The Mojave Desert is one of the best protected distinct ecoregions in the United States as a result of the California Desert Protection Act, which designated 69 wilderness areas and established Death Valley National Park, Joshua Tree National Park, and the Mojave National Preserve. However, the southwest and central east portions of the Mojave Desert are particularly threatened as a result of off-road vehicles, increasing recreational use, human development, and agricultural grazing. The World Wildlife Fund lists the Mojave Desert as relatively "stable/intact".

Various habitats and regions of have been protected by statute. Notably, Joshua Tree National Park, Death Valley National Park, and the Mojave National Preserve by the California Desert Protection Act of 1994 (Pub.L. 103–433). Various federal and state land agencies have protected regions within the Mojave Desert. These include Antelope Valley California Poppy Reserve, which protects the fields of California poppies, Mojave Trails National Monument, Desert Tortoise Natural Area, Arthur B. Ripley Desert Woodland State Park, Desert National Wildlife Refuge, Lake Mead National Recreation Area, Providence Mountains State Recreation Area, Red Cliffs National Conservation Area, Red Rock Canyon State Park, Saddleback Butte State Park, Snow Canyon State Park and Valley of Fire State Park. In 2013, the Mojave Desert was further protected from development by the Desert Renewable Energy Conservation Plan (DRECP), in which the Bureau of Land Management designated 4.2 million acres of public land as protected wilderness as part of the National Conservation Lands of the California Desert.

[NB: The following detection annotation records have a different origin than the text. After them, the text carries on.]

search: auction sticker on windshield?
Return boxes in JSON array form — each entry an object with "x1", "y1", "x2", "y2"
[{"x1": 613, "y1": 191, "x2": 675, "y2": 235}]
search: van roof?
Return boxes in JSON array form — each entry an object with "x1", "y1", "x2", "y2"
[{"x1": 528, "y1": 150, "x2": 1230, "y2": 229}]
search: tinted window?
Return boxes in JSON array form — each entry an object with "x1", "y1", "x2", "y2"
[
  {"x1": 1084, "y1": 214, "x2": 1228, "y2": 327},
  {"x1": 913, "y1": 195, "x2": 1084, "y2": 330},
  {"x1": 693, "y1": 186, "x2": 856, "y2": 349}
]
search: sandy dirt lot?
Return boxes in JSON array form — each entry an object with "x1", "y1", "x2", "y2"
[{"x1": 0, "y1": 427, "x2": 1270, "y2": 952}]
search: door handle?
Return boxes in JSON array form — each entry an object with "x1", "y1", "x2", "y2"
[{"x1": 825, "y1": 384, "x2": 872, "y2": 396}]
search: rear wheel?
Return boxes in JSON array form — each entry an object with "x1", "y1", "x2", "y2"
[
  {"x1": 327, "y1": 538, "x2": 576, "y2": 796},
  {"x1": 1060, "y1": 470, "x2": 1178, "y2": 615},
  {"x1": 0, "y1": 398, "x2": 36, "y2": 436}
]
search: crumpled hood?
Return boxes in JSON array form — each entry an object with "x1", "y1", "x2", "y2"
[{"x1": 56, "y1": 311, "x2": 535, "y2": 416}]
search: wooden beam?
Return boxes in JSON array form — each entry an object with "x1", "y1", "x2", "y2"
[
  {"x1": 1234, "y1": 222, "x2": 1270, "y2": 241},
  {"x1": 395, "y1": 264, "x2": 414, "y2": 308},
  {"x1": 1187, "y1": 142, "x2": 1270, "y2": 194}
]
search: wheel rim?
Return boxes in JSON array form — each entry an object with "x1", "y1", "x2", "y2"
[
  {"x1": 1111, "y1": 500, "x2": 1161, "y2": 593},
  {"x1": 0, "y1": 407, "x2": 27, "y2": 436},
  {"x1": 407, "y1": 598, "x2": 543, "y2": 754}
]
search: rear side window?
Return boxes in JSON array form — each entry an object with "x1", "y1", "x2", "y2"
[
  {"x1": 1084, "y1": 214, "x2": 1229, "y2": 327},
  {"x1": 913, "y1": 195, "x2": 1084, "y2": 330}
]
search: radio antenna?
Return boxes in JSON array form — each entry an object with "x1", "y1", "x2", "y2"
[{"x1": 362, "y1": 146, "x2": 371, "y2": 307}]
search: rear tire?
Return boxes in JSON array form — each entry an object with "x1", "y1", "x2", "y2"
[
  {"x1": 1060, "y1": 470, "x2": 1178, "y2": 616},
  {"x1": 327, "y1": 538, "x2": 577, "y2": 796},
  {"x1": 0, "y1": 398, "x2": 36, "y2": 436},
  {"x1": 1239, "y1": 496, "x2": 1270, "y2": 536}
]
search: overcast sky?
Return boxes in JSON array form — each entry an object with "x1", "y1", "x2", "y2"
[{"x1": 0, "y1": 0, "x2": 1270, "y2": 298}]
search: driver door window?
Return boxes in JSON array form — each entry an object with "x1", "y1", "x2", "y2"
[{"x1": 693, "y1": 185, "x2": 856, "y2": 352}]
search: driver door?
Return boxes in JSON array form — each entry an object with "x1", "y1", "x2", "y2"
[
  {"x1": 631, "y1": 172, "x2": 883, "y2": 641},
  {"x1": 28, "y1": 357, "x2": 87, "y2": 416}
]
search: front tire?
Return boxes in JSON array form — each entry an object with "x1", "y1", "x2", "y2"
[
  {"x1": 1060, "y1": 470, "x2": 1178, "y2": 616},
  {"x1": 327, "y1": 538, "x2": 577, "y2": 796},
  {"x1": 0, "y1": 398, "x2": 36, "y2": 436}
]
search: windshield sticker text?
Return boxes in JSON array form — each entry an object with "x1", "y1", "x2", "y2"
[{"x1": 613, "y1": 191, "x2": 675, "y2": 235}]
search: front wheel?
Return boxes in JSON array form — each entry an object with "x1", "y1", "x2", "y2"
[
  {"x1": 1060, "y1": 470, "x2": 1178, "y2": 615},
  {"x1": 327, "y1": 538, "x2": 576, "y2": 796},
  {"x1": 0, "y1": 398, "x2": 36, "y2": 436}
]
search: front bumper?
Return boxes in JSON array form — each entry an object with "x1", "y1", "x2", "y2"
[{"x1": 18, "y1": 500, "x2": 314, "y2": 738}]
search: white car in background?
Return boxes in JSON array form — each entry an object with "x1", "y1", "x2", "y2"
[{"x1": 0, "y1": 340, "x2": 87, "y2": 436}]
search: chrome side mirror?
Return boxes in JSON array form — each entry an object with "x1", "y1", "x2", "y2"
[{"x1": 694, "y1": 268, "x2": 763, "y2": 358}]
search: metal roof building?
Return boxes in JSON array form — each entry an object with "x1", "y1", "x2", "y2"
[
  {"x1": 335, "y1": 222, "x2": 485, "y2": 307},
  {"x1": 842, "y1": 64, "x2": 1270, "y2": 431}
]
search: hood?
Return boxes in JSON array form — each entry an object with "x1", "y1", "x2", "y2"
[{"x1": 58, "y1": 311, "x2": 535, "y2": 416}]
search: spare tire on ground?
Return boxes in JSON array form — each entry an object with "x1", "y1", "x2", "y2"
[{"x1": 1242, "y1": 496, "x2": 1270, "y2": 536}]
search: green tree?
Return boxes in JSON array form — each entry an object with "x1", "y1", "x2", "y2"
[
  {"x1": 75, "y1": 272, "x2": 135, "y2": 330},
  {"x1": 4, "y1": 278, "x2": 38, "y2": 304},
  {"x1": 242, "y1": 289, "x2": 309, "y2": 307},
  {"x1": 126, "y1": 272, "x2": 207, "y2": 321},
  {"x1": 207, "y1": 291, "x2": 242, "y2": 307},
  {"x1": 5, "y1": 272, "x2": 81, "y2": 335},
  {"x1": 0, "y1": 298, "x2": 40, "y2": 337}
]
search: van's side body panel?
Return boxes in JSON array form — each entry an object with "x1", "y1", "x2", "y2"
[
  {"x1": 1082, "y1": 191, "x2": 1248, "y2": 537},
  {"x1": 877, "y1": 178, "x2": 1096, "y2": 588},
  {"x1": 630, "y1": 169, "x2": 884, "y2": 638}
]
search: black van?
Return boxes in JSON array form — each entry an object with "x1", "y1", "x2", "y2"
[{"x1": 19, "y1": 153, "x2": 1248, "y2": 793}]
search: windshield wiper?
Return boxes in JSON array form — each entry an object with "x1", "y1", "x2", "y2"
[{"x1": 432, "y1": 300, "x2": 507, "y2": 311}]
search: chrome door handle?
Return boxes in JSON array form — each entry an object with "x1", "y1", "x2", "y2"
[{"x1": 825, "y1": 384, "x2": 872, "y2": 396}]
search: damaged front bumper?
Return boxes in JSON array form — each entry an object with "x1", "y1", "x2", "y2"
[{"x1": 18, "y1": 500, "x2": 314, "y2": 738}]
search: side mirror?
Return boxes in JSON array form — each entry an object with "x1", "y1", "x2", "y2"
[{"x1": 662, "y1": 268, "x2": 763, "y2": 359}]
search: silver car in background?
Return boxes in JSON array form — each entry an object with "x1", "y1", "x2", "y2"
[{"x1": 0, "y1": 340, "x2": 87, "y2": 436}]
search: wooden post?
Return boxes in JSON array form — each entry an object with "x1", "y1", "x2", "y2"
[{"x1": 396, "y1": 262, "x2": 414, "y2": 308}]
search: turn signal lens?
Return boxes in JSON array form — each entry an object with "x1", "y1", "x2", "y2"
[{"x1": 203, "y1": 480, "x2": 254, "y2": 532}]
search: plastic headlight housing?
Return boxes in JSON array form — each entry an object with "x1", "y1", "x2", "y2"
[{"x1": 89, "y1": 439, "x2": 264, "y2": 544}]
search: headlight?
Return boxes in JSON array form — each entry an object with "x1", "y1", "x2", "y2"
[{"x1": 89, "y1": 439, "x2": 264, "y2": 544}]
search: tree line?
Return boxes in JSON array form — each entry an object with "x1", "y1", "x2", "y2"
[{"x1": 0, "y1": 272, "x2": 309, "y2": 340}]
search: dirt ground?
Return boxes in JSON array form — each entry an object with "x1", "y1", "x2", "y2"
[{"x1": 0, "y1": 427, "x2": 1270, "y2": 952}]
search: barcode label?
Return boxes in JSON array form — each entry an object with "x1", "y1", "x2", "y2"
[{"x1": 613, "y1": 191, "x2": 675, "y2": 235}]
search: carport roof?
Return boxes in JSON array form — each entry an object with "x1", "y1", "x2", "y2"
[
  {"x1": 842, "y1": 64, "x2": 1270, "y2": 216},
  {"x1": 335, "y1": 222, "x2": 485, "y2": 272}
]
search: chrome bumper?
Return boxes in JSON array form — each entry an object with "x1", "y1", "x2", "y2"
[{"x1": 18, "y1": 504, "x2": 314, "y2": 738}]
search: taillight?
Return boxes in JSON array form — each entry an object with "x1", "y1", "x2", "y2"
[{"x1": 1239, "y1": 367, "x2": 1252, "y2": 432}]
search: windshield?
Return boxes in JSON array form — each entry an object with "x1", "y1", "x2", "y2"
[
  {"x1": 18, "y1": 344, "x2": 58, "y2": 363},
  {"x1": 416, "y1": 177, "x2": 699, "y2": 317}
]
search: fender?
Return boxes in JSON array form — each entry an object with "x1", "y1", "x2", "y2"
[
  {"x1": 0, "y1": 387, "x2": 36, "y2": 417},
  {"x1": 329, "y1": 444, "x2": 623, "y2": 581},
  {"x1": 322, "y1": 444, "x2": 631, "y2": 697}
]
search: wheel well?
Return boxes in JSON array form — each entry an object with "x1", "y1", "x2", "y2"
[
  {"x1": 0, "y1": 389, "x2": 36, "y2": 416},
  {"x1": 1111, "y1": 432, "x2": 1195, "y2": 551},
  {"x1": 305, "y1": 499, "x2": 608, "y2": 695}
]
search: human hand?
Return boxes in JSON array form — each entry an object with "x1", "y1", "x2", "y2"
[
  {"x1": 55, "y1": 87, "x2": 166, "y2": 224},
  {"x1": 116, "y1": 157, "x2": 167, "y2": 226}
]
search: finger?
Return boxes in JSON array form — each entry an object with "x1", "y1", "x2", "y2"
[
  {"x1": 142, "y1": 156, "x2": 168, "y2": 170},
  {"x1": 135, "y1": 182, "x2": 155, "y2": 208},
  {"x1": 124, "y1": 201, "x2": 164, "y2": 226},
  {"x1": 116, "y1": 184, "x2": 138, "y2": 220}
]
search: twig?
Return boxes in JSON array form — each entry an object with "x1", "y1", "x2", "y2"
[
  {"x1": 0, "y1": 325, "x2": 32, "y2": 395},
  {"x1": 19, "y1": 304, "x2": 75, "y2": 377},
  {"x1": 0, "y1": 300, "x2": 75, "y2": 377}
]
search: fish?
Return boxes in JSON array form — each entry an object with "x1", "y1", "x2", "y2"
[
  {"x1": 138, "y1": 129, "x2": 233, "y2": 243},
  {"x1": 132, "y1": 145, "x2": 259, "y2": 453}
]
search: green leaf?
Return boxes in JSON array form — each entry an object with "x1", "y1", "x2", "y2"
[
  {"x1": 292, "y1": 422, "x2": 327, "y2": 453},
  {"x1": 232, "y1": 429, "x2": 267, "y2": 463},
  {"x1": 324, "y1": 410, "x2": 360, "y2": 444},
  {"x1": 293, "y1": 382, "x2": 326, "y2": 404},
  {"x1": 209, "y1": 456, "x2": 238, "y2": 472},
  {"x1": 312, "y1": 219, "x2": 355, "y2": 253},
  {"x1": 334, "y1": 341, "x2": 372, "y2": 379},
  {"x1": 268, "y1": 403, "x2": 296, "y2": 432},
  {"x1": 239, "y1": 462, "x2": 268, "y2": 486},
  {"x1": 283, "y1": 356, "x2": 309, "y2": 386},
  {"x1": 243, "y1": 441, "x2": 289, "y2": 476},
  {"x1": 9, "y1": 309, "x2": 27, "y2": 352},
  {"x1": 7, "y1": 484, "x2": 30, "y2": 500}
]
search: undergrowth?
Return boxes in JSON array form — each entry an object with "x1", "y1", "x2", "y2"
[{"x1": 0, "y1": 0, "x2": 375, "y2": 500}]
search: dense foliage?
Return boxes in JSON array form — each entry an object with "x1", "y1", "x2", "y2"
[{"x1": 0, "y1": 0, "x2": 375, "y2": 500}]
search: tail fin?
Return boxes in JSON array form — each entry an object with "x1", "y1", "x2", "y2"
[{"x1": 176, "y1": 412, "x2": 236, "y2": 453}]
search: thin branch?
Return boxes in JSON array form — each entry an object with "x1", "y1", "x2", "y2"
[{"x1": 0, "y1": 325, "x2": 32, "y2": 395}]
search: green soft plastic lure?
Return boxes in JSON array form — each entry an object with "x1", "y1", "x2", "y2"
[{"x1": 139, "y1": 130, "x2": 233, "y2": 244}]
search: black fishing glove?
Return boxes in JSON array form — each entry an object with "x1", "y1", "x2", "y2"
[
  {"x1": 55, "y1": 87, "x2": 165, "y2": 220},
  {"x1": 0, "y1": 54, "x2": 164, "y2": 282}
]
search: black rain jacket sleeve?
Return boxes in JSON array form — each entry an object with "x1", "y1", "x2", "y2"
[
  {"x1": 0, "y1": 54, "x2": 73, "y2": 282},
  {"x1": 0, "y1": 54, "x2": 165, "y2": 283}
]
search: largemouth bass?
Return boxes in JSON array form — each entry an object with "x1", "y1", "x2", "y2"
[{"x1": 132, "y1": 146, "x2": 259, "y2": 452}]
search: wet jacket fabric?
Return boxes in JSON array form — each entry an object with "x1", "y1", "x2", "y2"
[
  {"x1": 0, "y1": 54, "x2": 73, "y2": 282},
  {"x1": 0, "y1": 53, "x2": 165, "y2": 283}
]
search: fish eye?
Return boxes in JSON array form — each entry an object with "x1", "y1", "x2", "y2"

=== Cultural significance ===
The Mojave Desert has served as a backdrop for a number of films. At least eleven music videos were recorded in the Mojave Desert:
- "Bodies" by Robbie Williams
- "Breathless" by The Corrs
- "Burden in My Hand" by Soundgarden
- "Desert Rose" by Sting
- "Fade into You" by Mazzy Star
- "Frozen" by Madonna
- "Goodbye" by Mimi Webb
- "Make It Wit Chu" by Queens of the Stone Age
- "Run the World (Girls)" by Beyoncé
- "Say You'll Be There" by the Spice Girls
- "That Don't Impress Me Much" by Shania Twain
- "What Took You So Long?" by Emma Bunton

Photographs related to U2's 1987 album The Joshua Tree were taken in the Mojave Desert.

In computing, macOS Mojave was named after the Mojave Desert.